Hutto officials continue making cuts on $55M FY 2021-22 budget

Hutto City Council went through the proposed FY 2021-22 budget line by line to eliminate expenses they deemed unnecessary Sept. 2. (Courtesy city of Hutto)
Hutto City Council went through the proposed FY 2021-22 budget line by line to eliminate expenses they deemed unnecessary Sept. 2. (Courtesy city of Hutto)

Hutto City Council went through the proposed FY 2021-22 budget line by line to eliminate expenses they deemed unnecessary Sept. 2. (Courtesy city of Hutto)

From office supplies and vehicle allowances to city employees’ salaries, officials in Hutto continue to cut expenditures on the city's proposed $55.5 million budget ahead of the Oct. 1 deadline.

During a Sept. 2 regular meeting, council cut expenses across departments, going line by line to eliminate expenses they deemed unnecessary.

Officials plan to make another round of cuts at the next City Council meeting Sept. 16 and have not yet specified how much has been cut from the original $55.5 million budget, nor did they say how much they still intend to cut.

Although the total cuts have not been made official, some members of council drilled down on how they would prefer to workshop the city's budget moving forward.

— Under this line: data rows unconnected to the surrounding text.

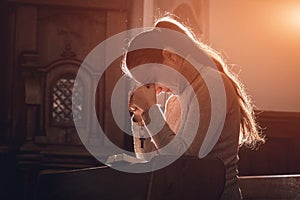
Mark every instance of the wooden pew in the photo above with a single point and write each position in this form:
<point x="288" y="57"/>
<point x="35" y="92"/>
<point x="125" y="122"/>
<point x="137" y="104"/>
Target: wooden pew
<point x="186" y="178"/>
<point x="270" y="187"/>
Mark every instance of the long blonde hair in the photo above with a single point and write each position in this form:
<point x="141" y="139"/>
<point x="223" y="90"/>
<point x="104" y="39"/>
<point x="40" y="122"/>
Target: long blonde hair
<point x="250" y="132"/>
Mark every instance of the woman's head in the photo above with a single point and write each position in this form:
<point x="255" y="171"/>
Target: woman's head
<point x="249" y="130"/>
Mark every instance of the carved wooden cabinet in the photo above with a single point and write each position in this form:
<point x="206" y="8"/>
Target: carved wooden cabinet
<point x="48" y="41"/>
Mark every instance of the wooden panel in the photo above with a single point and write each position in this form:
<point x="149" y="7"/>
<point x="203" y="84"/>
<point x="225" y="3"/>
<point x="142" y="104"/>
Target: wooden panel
<point x="270" y="187"/>
<point x="77" y="3"/>
<point x="280" y="154"/>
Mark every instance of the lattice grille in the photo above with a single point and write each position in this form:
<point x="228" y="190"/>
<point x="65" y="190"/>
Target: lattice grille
<point x="62" y="101"/>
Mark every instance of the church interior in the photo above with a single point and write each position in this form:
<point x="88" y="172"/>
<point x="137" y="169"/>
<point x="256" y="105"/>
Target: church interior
<point x="44" y="43"/>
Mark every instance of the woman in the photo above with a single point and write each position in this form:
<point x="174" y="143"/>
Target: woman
<point x="239" y="127"/>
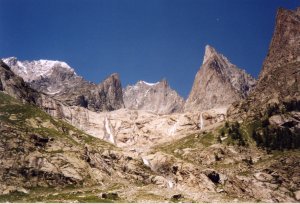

Mayor Mike Snyder said for future budgets, he wants more detailed information on how departments are spending the money they are allocated down to individual purchases.


“I won’t be voting 'yes' for anything unless I know exactly what that includes,” Snyder said. “I can’t vote for just placeholders of tens of thousands of dollars.”

Officials also reduced several funds meant to provide “padding,” or money that is set aside for unspecified future use.

City Manager Warren Hutmacher said the aggressive cuts would likely force council to seek more funding for various departments down the road.

During the Sept. 2 meeting, council also proposed a no-new-revenue tax rate—or the rate at which the city would raise no additional ad valorem tax revenue, excluding valuations from new property—of $0.536448 per $100 valuation.

Although the proposed tax rate is lower than last fiscal year’s rate of $0.60, rising property values mean homeowners can expect to pay roughly the same amount in FY 2021-22, according to city information.

City Council approved the amended budget and the no-new-revenue tax rate on the first of two readings and plans to officially approve both at the next meeting Sept. 16.